山海怔了一下,掀门帘出了内室。雪花紧跟着撵出去,“往后退,再往后退。”当她快要把他撵到外屋门口时,他却忽然停下脚步,说:“我不往后退了,再退就退出屋子了,我这一出门,你马上就把门闩上了,我在外面不是干着急进不来吗?我不是三岁小孩,你会骗得住我?”他说着,又一屁股坐到了屋里椅子上。
“我想跟你办那种事的,咱俩办办那事吧!反正光辉又没在家,他又不知道。只有天知地知,你知我知,别的没人会知道的。”
山海终于露出了他阴险邪恶的一面,听到他这样无耻的要求,雪花心里又震惊又害怕。自己身为光辉的妻子,婆家门里还有那么多兄弟姊妹,本家族人,周围还住着街坊四邻,他哪来这么大的胆子?竟敢这样明目张胆的,找到家里来耍流氓。
她简直不敢相信眼前的事实,便愤怒的呵斥道;“你这人脸皮怎么那么厚?回家找你媳妇去,我丈夫马上就要回来啦!你还不快走?”
"你吓唬谁呀?天都这么晚了,已经十二点多了,他不可能再回来了,那个人早已经把纸条交给他了,他要是会回来的话,早就应该会来到家了。不出意外的话,他得到那个纸条后,马上就会远走高飞,最起码,今天夜里是不会再回来了,这都半夜了,他怎么可能还会再回来?在外面乘凉的街坊四邻,这时候也早已经都回家睡觉了,外面也没人了!你就是再喊也喊不来人的。”
他厚颜无耻的边说边察看雪花的脸色,见她怒目而视的瞪着他。便又劝道:“你那么规矩干什么?你再不愿意也落不了好名声了,就我今夜来你家拿纸条这件事,如果街坊邻居知道啦!就会说咱俩有男女关系,你还能说得清吗?倒不如名符其实吧!只要你依了我,我就走。你要是不依了我,我今夜住在你家就不走了,等到天明我从你家出来,如果有人问起,我就说是你约我来你家的,是你勾引我的,看你怎么会说的清?”
见雪花不理睬,山海又劝道:“你就是再规矩也没有用,我已经在你家里,待了这么长时间了,你怎么样都说不清楚,怎么样都要落下坏名声的。”

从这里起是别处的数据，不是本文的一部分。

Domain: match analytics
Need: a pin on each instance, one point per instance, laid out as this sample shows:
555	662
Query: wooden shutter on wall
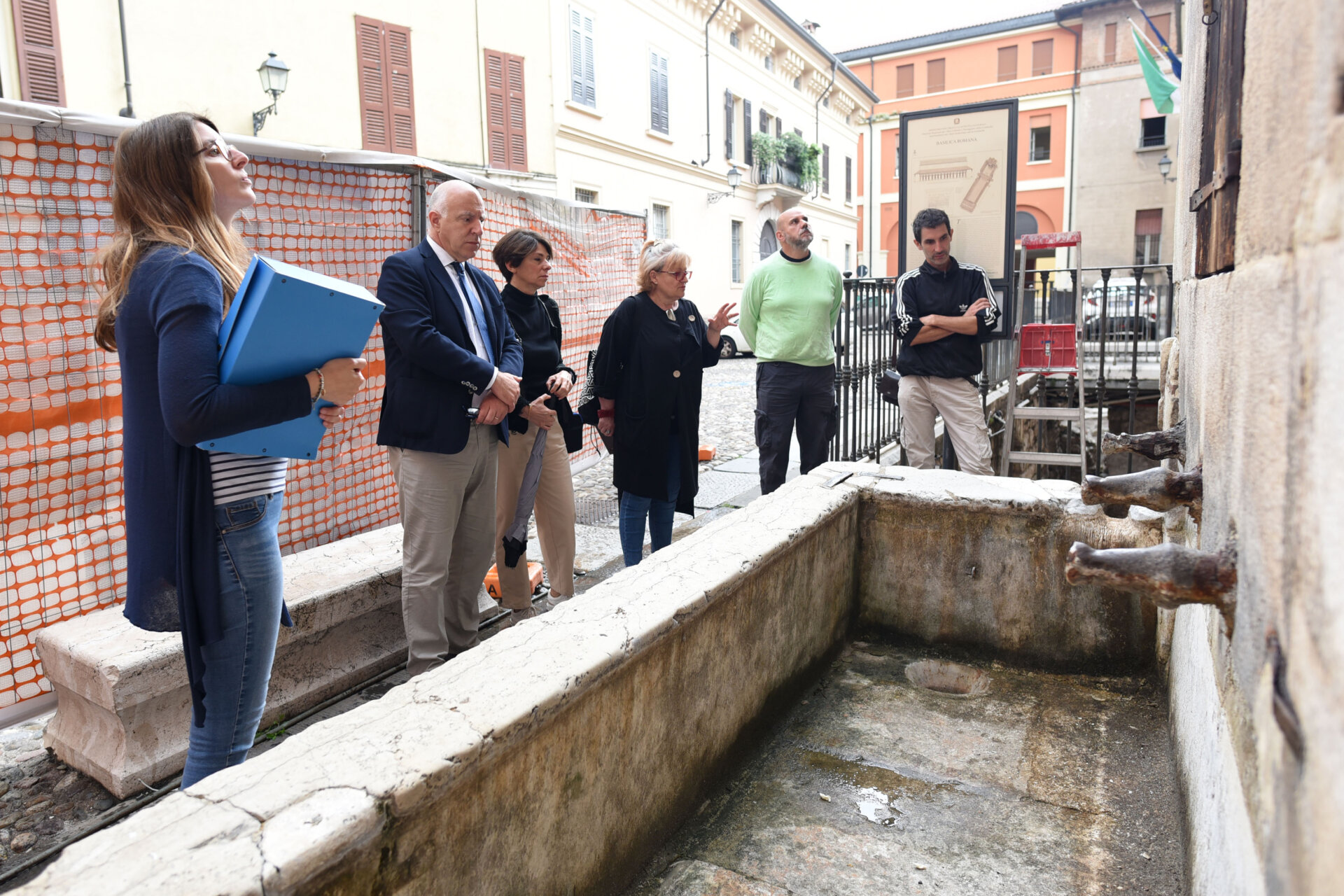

雪花不由得暗自惊慌叫苦,光辉呀!你在哪里?你快回来呀!我在家里遭遇坏人了,你知道吗?你不回来,谁来解救我?难道你真像他说的,心里根本就没有我?难道你怕被抓到,就真的舍弃我不要了?真的要往外逃走吗?此时的雪花像热锅上的蚂蚁一样,又着急又难过又恐惧。
“他走他走呗!你难受什么?要是我呀,巴不得他赶快走呢!哈哈,他想往外逃走?那就给他个顺水人情,叫他赶紧走吧!他一走,这以后我来你家才随便呢;他一走,这以后你就不是他的人了,他丢下你不要了,他不要你我要你,现在的政策不允许男人多娶了,要是允许的话,我还敢把你娶到我家呢!"
”谁稀罕你这个不知羞耻的东西,你都要恶心死人啦!”雪花一边怒视着他,一边吼叫着。但她同时又对光辉充满了怨恨,我对他一片痴情,到头来在他心里却一点位置都没有,难道真的是痴心女子偏遇负心汉吗?
“你这以后就是一个人过的,你要等他到猴年马月吗?你要立贞洁牌坊吗?”山海又咄咄逼人的说道。
“我有丈夫。”
“可他不要你啦!他已经丢下你不管啦!你只不过是剃头的挑子一一一头热。反正无论如何,今天夜里我都要占有你,你愿意也得愿意,不愿意也得愿意。男女之间的事情,怎么样都说不清楚,街坊四邻知道了传出去,所有的流言蜚语,也都是针对女人的,没人说男人风流不正经的,也没人管制男的,男人就是光棍,想怎么样就怎么样,怎么做都是对的,只要公家不知道就没事。反正光辉一逃走,这以后我会经常来你家。要是万一碰到人,问起我,我就说来帮你干活的,或者来你家找我媳妇的。我的借口多的是,外面的人谁会知道,到底什么情况呢?啍哼,你就是躲过初一也躲不过十五,我看你怎么样,会逃出我的手掌心……”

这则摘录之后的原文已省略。